Award Participations

  • iF product design award 1988


Kenneth Grange, CBE, MCSD, RDI, (born 1929, London) is a British industrial designer.
Grange’s career began as a drafting assistant with the architect Jack Howe in the 1950s. His independent career started rather accidentally with commissions for exhibition stands, but by the early 1970s he was a founding-partner in Pentagram, the world-renowned interdisciplinary design consultancy.
Grange's career has spanned more than half a century, and many of his designs became – and are still – familiar items in the household or on the street. These designs include the first UK parking meters for Venner, food mixers for Kenwood, razors forWilkinson Sword, cameras for Kodak, typewriters for Imperial, clothes irons for Morphy Richards, cigarette lighters for Ronson, washing machines for Bendix, and pens for Parker. He was also responsible for the aerodynamics, interior layout and exterior styling of the nose cone of British Rail's famous High Speed Train (known as the InterCity 125) and also involved in the design of the innovative 1997 TX1 version of the famous London taxi-cab. He has carried out many commissions for Japanese companies.

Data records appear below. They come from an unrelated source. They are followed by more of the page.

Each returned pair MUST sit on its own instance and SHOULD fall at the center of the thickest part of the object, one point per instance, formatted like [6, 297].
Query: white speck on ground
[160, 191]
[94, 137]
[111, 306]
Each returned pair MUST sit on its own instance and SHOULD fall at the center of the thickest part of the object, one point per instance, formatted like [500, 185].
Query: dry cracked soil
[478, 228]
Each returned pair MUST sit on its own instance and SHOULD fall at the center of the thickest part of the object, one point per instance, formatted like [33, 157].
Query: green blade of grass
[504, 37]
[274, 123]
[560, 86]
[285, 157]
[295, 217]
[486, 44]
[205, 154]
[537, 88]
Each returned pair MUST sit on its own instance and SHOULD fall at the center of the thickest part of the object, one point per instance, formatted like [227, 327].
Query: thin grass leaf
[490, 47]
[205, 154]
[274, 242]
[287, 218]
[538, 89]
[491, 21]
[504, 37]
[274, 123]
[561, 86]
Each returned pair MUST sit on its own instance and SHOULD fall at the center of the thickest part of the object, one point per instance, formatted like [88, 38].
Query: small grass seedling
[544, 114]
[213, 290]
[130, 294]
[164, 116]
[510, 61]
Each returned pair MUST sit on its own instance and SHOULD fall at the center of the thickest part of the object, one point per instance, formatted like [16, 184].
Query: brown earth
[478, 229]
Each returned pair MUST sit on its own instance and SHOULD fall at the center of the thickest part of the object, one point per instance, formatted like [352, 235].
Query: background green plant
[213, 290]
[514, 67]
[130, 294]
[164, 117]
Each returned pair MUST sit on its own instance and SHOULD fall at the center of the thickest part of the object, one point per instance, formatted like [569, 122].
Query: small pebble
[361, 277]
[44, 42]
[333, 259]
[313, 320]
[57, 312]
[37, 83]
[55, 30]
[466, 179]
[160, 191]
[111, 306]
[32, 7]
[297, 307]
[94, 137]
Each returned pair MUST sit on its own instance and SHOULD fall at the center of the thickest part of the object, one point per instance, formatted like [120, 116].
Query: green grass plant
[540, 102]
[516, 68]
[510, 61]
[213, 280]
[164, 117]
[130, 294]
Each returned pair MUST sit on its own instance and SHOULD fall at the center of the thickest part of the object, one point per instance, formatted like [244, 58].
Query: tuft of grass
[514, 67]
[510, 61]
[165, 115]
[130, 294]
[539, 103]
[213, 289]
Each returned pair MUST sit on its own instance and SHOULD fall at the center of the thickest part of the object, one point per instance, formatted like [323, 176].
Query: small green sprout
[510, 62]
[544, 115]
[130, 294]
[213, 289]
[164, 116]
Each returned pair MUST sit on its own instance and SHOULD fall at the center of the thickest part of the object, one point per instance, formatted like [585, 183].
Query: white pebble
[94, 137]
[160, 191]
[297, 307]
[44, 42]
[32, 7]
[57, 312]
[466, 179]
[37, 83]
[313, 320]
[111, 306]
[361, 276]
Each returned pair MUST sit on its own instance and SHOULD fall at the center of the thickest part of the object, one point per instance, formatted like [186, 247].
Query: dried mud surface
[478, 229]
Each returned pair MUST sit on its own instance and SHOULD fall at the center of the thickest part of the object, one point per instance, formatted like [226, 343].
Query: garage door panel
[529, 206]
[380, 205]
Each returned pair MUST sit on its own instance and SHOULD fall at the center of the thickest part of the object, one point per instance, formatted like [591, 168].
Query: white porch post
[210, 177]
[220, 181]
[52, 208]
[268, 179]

Grange's designs have won ten Design Council Awards, the Duke of Edinburgh’s prize for Elegant Design in 1966, and in 2001 he was awarded the Prince Philip Designers Prize – an award honouring a lifetime achievement. He has won the Gold Medal of the Chartered Society of Designers, and is a member of the Royal Society of Arts’ élite Faculty of ‘Royal Designers for Industry’. Grange has been awarded honorary Doctorate degrees by the Royal College of Art, De Montfort University and the Open University.
Since retiring from Pentagram in 1997, Grange continues to work independently. Recent work has included door handles for ize Ltd., desk and floor lamps for Anglepoise, and a chair for the elderly for Hitch Mylius. The Design Museum held a major retrospective exhibition of Grange's work, July-October 2011.